Alister Allan MBE

Personal information
- Nickname: Jock
- Born: Alister Millar Allan 28 January 1944 (age 82) Freuchie, Fife, Scotland

Sport
- Country: Great Britain Scotland
- Sport: Sports shooting

Medal record
Men's shooting
Representing Great Britain
Olympic Games
| Silver medal – second place | 1988 Seoul | 50 m Rifle Three Positions |
| Bronze medal – third place | 1984 Los Angeles | 50 m Rifle Three Positions |
Representing Scotland
Commonwealth Games
| Gold medal – first place | 1978 Edmonton | 50m Rifle Prone |
| Gold medal – first place | 1982 Brisbane | 10m Air Rifle Pairs |
| Gold medal – first place | 1982 Brisbane | 50m Rifle Three Positions |
| Silver medal – second place | 1986 Edinburgh | 50m Rifle Three Positions |
| Silver medal – second place | 1986 Edinburgh | 50m Rifle Prone |
| Silver medal – second place | 1994 Victoria | 50m Rifle Three Positions Pairs |
| Bronze medal – third place | 1974 Christchurch | 50m Rifle Prone |
| Bronze medal – third place | 1982 Brisbane | 50m Rifle Three Positions Pairs |
| Bronze medal – third place | 1986 Edinburgh | Smallbore 50m Rifle Three Positions Pairs |
| Bronze medal – third place | 1994 Victoria | 50m Rifle Three Positions |

= Alister Allan =

British sport shooter

Alister Millar "Jock" Allan, (born 28 January 1944) is an Olympic medal-winning Scottish rifleman who represented Great Britain at five Olympics between 1968 and 1992 (1972 and 1980 excepted), placing in the top-10 all five times.

His best Olympic performance was at the 50m Rifle Three Positions when he set an Olympic record during qualifying and came second to countryman (and defending champion) Malcolm Cooper in the final.

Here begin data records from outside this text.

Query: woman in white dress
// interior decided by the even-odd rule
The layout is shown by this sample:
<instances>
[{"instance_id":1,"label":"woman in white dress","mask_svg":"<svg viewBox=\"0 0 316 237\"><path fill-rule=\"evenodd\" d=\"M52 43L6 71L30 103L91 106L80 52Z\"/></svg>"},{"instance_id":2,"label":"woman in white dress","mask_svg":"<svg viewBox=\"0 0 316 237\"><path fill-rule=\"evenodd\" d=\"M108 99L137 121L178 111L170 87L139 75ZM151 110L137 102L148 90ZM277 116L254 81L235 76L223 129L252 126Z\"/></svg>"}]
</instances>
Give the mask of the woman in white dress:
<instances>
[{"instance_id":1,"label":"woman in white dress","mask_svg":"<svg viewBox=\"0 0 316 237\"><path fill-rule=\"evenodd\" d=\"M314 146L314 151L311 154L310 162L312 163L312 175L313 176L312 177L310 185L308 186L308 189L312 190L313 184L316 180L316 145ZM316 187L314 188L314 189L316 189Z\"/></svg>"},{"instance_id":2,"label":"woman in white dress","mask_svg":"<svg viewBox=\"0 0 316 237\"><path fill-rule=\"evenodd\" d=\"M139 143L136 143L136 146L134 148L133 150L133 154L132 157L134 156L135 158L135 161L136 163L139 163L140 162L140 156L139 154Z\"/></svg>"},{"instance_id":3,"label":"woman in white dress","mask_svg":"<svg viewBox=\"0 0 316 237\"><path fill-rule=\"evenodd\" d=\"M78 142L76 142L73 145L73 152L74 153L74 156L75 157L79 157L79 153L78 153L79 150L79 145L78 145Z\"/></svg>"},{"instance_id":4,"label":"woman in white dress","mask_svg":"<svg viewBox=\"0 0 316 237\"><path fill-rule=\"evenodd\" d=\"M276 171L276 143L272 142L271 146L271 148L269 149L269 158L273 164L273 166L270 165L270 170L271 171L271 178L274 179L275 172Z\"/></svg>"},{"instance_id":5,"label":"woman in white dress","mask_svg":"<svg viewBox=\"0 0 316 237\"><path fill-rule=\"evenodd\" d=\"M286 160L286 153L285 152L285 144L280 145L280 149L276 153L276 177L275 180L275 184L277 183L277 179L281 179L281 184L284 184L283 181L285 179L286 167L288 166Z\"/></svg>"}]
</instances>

Allan also became World Champion in 1978 and set a prone rifle world record in 1982.

== Biography ==
Allan represented the 1974 Scottish team at the 1974 British Commonwealth Games in Christchurch, New Zealand, where he competed in the shooting events. He won a bronze medal in the 50 metres rifle prone.

He represented Scotland at the Commonwealth Games again in 1978, where he won a gold medal in the 50m Rifle Prone event; in 1982 where he won gold medals in the 10m Air Rifle Pairs and 50m Rifle Three Positions events and a bronze medal in the 50m Rifle Three Positions Pairs event; in 1986 where he won silver medals in the 50m Rifle Three Positions and 50m Rifle Prone events and a bronze medal in the Smallbore 50m Rifle Three Positions Pairs event; and in 1994 where he won a silver medal in the 50m Rifle Three Positions Pairs event and a bronze medal in the 50m Rifle Three Positions event.

He was made MBE in 1989 and inducted into the Scottish Sports Hall of Fame in 2002.